A nivel nacional, diputados y diputadas de JxC manifestaron su rechazo a la suba de alícuotas, ya que en su “contrato electoral” se estableció que no votarían aumentos de impuestos, otorgándole un carácter moral, como lo hacía Trump, mientras reducía los impuestos a los ricos y millonarios.

Estas posiciones políticas se proponen obstaculizar iniciativas parlamentarias, como ocurrió con la Ley de Bienes Personales, finalmente aprobada, que permitió incrementar las alícuotas a los contribuyentes de mayores patrimonios, afectando a menos de 16 mil contribuyentes. O sea, a una minoría muy adinerada. Lo que se rechaza, en última instancia, es que se pueda avanzar hacia una política impositiva de mayor progresividad.

En materia de precios, se oficializó el acuerdo con más de 150 empresas para la nueva lista del programa Precios Cuidados que incluye 1321 productos. La idea es reducir la inercia inflacionaria, impulsada a su vez por los grandes formadores de precios, para que el poder adquisitivo del salario se recupere. Habría subas en los importes de los bienes del programa de hasta un 6% trimestral, que se aplicarán de manera escalonada en productos de almacén, de limpieza, de librería, de perfumería, de cuidado e higiene personal. También artículos para bebés, mascotas, frescos (como lácteos, fiambres, etc.), pastas, tapas de empanadas y de tartas, entre otros.

Al respecto, el secretario Roberto Feletti aclaró: “Seremos muy duros en el cumplimiento. No queremos distorsiones de precios en las cadenas comercializadoras, para que se terminen quedando con el margen. En eso seremos muy enérgicos”. Los acuerdos de precios y salarios son una herramienta importante en el esquema que considera a la inflación como un fenómeno multicausal. Esta perspectiva ahora también la debe aceptar el propio FMI.

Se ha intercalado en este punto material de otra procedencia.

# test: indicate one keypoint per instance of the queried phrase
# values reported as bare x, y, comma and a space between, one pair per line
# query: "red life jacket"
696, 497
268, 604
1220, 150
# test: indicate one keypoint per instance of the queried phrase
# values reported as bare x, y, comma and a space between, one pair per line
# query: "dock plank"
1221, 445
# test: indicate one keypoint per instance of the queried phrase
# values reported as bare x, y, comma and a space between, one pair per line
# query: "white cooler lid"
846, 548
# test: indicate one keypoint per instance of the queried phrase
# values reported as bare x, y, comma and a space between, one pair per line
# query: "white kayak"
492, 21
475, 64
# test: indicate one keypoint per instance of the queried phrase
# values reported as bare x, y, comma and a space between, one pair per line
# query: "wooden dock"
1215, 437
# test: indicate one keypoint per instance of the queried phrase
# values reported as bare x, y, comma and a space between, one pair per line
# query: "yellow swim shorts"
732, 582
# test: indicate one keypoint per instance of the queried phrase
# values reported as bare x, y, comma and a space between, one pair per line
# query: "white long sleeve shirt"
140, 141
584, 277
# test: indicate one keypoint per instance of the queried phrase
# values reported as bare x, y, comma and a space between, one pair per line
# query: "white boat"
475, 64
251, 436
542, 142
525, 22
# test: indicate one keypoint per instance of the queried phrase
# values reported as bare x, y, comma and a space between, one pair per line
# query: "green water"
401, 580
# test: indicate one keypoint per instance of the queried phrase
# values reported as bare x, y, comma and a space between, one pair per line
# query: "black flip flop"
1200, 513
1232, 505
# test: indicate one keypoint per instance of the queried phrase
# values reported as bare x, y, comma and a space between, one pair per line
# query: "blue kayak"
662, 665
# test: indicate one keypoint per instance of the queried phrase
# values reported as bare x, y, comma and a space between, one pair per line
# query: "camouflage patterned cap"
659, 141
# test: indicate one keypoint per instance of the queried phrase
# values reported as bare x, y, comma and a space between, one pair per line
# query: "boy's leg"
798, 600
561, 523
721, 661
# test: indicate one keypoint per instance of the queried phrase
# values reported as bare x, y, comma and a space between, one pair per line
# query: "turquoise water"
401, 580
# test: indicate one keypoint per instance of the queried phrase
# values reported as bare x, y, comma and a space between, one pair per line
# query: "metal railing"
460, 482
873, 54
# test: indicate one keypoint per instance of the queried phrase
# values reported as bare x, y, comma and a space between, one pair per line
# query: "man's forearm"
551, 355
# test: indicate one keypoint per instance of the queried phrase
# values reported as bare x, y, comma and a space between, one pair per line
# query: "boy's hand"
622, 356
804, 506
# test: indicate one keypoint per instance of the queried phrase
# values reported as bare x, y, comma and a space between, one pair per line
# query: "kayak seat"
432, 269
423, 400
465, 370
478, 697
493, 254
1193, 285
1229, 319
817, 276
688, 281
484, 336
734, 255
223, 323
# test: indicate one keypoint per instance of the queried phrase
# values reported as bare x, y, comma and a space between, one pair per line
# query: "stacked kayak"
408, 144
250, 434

Además, la Secretaría se propone otro objetivo muy importante: un nuevo acuerdo por el precio de los medicamentos. Continúan también los encuentros entre funcionarios de Agricultura y referentes de los sectores empresarios para avanzar en un mecanismo de subsidios cruzados entre privados, como el caso del aceitero, que dio buenos resultados.

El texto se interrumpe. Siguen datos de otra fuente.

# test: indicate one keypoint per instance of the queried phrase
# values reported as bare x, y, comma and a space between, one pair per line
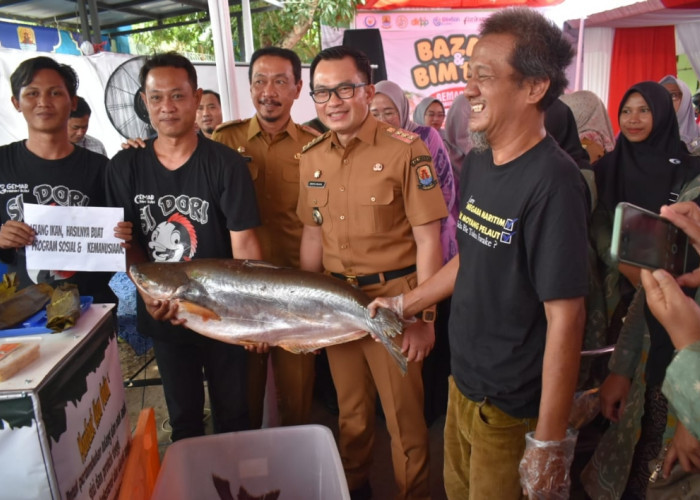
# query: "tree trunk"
301, 28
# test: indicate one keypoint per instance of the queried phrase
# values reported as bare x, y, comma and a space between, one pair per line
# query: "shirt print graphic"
44, 194
488, 229
175, 238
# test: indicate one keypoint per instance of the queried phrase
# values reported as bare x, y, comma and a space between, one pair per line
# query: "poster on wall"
426, 52
38, 39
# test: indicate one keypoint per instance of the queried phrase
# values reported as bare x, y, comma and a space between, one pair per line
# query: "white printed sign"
74, 238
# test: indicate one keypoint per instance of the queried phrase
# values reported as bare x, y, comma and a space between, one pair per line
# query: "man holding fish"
371, 208
271, 143
192, 198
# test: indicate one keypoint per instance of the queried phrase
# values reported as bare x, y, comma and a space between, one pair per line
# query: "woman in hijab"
593, 123
390, 105
456, 134
430, 112
649, 167
682, 102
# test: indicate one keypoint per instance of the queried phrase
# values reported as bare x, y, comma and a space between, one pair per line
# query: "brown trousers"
360, 370
294, 381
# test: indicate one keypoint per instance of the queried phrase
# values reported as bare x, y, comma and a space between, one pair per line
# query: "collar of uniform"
254, 128
367, 132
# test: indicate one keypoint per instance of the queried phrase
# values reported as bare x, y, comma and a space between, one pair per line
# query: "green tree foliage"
297, 26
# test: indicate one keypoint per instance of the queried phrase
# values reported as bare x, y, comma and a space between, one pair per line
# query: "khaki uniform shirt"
367, 196
274, 166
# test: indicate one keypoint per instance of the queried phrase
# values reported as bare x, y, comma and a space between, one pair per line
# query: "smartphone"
644, 239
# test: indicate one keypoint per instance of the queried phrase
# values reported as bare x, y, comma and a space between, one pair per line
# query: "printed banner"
74, 238
426, 53
88, 427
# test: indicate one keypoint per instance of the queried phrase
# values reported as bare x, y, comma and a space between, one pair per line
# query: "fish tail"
385, 326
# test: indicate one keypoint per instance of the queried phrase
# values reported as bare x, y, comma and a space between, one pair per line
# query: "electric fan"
123, 102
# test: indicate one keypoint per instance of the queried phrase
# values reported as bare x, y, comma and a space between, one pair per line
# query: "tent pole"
84, 25
225, 62
248, 46
95, 22
579, 55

Se trata de un fideicomiso que recibe dinero de los exportadores y lo traslada a las empresas que venden en el mercado interno a precios adecuados a los ingresos de nuestros consumidores. El objetivo es lograr el desacople entre los precios locales e internacionales. A pesar de la resistencia de ciertos sectores agropecuarios autoconvocados, se buscará extender la herramienta al trigo y el maíz con el mismo propósito de ir bajando los precios de los alimentos.

Si bien la inflación es un fenómeno multicausal, su componente determinante es la puja distributiva y el rol de los formadores monopólicos de precios. Este problema no ocurre solo en nuestro país. La vocera de la Casa Blanca, Jen Psaki, señaló a mediados del mes pasado que “el presidente (Biden) y el secretario de Agricultura impugnaron la codicia de los conglomerados cárnicos, que es un área que cuando la gente va al supermercado y habla de comprar una libra de carne, dos libras, diez de carne, los precios son más altos”.

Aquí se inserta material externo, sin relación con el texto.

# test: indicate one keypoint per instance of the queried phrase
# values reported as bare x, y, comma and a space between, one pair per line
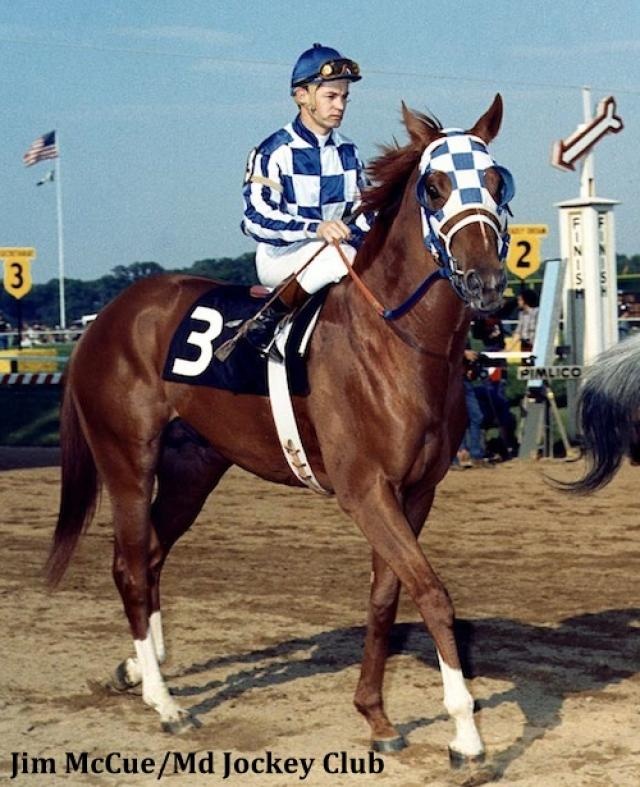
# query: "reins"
403, 308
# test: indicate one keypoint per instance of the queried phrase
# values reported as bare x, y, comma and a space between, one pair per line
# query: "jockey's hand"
333, 230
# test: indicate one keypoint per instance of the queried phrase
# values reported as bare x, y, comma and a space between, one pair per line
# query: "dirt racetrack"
264, 602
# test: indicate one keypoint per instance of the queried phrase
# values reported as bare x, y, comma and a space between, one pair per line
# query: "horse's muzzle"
484, 291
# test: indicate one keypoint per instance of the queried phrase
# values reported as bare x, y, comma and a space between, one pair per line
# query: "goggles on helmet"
334, 69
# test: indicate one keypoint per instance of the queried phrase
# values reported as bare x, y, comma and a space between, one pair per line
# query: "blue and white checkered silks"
293, 182
465, 159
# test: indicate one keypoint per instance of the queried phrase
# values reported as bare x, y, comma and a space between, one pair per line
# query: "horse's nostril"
473, 281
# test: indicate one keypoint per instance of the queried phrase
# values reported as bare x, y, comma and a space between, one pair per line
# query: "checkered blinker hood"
465, 159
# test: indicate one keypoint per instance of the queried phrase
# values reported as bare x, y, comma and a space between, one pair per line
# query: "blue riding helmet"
321, 64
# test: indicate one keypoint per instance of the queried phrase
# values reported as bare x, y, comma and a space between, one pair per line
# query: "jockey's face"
322, 107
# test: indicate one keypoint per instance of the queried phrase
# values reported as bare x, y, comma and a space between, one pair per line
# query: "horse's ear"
488, 125
419, 132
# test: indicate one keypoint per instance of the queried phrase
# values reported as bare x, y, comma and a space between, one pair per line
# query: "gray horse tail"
608, 414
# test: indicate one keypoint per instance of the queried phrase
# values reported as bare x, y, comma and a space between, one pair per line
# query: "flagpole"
63, 319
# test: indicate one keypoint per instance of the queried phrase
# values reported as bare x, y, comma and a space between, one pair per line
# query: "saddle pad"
213, 319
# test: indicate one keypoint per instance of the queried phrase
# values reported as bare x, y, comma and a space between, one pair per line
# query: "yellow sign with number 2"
524, 257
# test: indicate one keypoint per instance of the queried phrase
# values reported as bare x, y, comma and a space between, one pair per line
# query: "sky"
157, 104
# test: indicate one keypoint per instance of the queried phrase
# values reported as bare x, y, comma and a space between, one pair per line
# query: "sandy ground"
264, 602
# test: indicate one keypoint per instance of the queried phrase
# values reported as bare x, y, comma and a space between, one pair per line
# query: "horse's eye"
432, 192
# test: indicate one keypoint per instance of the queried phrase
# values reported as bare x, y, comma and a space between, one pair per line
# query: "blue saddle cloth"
213, 319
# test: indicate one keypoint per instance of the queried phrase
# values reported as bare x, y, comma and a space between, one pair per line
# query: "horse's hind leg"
392, 533
188, 470
128, 468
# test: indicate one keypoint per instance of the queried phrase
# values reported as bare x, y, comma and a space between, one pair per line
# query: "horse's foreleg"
383, 606
391, 536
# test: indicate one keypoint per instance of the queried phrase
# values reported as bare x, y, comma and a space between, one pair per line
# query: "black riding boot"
260, 334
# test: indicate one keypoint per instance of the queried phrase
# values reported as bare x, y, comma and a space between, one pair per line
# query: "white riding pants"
275, 263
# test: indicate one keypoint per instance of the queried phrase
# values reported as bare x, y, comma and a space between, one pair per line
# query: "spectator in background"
471, 452
491, 392
4, 329
625, 299
527, 320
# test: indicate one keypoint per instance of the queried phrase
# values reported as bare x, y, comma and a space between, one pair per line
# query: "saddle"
213, 319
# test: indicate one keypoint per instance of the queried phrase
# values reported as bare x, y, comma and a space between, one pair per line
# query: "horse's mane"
389, 173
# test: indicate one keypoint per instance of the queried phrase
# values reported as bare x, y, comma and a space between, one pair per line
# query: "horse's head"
464, 198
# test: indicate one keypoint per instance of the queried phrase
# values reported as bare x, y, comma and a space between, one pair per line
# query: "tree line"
40, 305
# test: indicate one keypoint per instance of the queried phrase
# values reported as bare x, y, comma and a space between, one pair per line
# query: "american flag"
43, 148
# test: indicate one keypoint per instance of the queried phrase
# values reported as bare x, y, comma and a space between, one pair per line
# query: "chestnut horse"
381, 424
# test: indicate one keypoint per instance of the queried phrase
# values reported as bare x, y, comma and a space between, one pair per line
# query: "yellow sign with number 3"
524, 257
17, 270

En Argentina hay una puja de fondo, y no solo por las ganancias en el corto plazo. Los sectores concentrados se oponen a esquemas como el de Precios Cuidados, a pesar de que el mecanismo ha dado buenos resultados. En realidad, se niegan a reconocer que es necesaria y factible la regulación del Estado, para defender a la ciudadanía de los abusos de esos grupos monopólicos y sus pseudodoctrinas perimidas que solo “justifican” sus ganancias.

Uno de los referentes de JxC, Gerardo Morales, señaló: “Hay una consigna de los más extremistas que quieren que cuanto peor, mejor. Quieren que explote todo. Les gustaría mucho el default. Prefieren que todo explote para que se realice un ajuste fenomenal sobre la gente. Algunos terminan haciendo el juego a esa lógica, que no la comparto”.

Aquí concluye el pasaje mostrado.